Dolabella's fleet engaged with the Pompeian fleet nearby to Curicta and, being heavily outnumbered, was thoroughly beaten with the majority of his ships either destroyed or captured. Dolabella himself was also captured. Libo and Octavius then put in place a naval blockade around Curicta which drove Antonius and his men, who had seemingly no chance of relief, to near starvation.

An attempt was made to break out from the siege using rafts which were sent in by Lucius Minucius Basilus on the mainland, however the Optimates managed to capture many of these in nets of Cilician design which rose up from below the water. Aided by the tide, two of these rafts managed to make it past the nets however one of them ran aground in the nearby shallows. On board were a band of 1000 Gallic auxiliaries from Opitergium who engaged in a last stand against the Optimates for a whole day. Upon realising that they were completely surrounded with no chance of escape, they killed one another rather than surrender.

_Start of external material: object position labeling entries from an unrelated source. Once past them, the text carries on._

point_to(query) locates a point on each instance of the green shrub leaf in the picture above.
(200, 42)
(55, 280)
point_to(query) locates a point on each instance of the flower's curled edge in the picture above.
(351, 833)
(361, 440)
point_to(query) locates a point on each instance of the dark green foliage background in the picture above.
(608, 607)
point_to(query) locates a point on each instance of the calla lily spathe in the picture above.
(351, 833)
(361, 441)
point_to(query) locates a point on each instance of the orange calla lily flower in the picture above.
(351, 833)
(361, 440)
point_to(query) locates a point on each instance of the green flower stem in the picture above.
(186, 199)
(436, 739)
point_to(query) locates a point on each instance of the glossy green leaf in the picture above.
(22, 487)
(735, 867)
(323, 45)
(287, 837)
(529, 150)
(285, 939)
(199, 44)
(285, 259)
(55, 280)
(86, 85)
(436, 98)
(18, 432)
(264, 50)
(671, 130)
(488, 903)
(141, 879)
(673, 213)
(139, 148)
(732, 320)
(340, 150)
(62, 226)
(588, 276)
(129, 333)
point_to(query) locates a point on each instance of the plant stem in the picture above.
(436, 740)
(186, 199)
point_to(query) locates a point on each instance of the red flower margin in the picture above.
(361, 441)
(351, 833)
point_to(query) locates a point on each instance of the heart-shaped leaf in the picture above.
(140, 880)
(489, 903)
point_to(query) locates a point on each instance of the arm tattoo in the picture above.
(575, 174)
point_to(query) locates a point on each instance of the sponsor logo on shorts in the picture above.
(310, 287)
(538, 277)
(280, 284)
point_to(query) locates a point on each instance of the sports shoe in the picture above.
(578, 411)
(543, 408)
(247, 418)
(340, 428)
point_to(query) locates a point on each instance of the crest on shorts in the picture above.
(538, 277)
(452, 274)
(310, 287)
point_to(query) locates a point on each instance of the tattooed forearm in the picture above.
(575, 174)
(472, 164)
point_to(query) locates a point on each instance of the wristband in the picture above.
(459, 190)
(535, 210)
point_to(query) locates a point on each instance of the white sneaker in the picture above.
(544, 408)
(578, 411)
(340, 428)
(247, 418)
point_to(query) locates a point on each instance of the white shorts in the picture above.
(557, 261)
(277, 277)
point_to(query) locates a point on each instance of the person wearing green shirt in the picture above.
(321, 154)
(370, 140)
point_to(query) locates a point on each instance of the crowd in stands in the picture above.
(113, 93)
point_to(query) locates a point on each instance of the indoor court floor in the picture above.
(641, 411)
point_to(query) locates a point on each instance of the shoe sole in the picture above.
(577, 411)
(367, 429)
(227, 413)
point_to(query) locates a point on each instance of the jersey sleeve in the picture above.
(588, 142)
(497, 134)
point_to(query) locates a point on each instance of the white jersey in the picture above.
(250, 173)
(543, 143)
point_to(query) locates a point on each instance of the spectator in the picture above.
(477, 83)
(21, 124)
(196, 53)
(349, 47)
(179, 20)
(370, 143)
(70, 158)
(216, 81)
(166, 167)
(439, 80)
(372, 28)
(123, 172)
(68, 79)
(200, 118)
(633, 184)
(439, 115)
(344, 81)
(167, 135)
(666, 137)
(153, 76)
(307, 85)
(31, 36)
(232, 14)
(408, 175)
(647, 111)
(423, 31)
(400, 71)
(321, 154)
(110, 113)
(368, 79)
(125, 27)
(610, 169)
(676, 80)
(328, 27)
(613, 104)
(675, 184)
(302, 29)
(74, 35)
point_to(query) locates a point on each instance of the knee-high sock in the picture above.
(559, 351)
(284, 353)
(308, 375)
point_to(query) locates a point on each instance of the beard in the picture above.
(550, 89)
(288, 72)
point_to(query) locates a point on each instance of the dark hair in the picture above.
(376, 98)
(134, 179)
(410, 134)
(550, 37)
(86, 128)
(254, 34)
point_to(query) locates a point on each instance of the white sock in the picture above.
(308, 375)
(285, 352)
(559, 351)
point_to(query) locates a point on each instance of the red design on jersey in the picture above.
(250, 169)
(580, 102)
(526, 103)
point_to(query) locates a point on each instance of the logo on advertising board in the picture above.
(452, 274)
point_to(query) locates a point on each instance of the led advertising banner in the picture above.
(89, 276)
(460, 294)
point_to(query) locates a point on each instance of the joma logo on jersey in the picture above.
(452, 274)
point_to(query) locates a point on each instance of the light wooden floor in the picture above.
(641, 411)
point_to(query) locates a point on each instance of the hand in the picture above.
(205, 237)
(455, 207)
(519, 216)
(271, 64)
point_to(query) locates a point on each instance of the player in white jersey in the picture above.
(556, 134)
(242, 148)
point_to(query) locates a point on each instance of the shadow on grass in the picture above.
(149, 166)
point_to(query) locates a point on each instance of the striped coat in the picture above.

During or shortly after these events, Antonius surrendered the island to the Pompeians.

== Aftermath ==
Following the siege Antonius was captured along with the majority of his men, many of whom would soon switch sides and bolster Pompey's ranks. In fact, one of Caesar's few mentions of these events claims that a centurion named Titus Pullo who was set against him during the Battle of Pharsalus had been instrumental in undermining Gaius Antonius' efforts to defend Curicta.

The battle was regarded as a disaster for the Caesarian cause. It seems to have had considerable significance to Caesar who mentions it alongside the death of Curio at the Battle of the Bagradas as one of the worst setbacks of the civil war. Of the four instances that Suetonius gives of the most disastrous defeats suffered by Populares in the civil war, both the defeat of Dolabella's fleet and the capitulation of the legions at Curicta are listed. It is also noted that all four major defeats were suffered by subordinates and not by Caesar himself.

While the events at Curicta are referred to in Caesar's commentaries they are notably absent from his main narrative; this may be because Caesar had the defeat retroactively expunged or simply that he never got around to writing about it.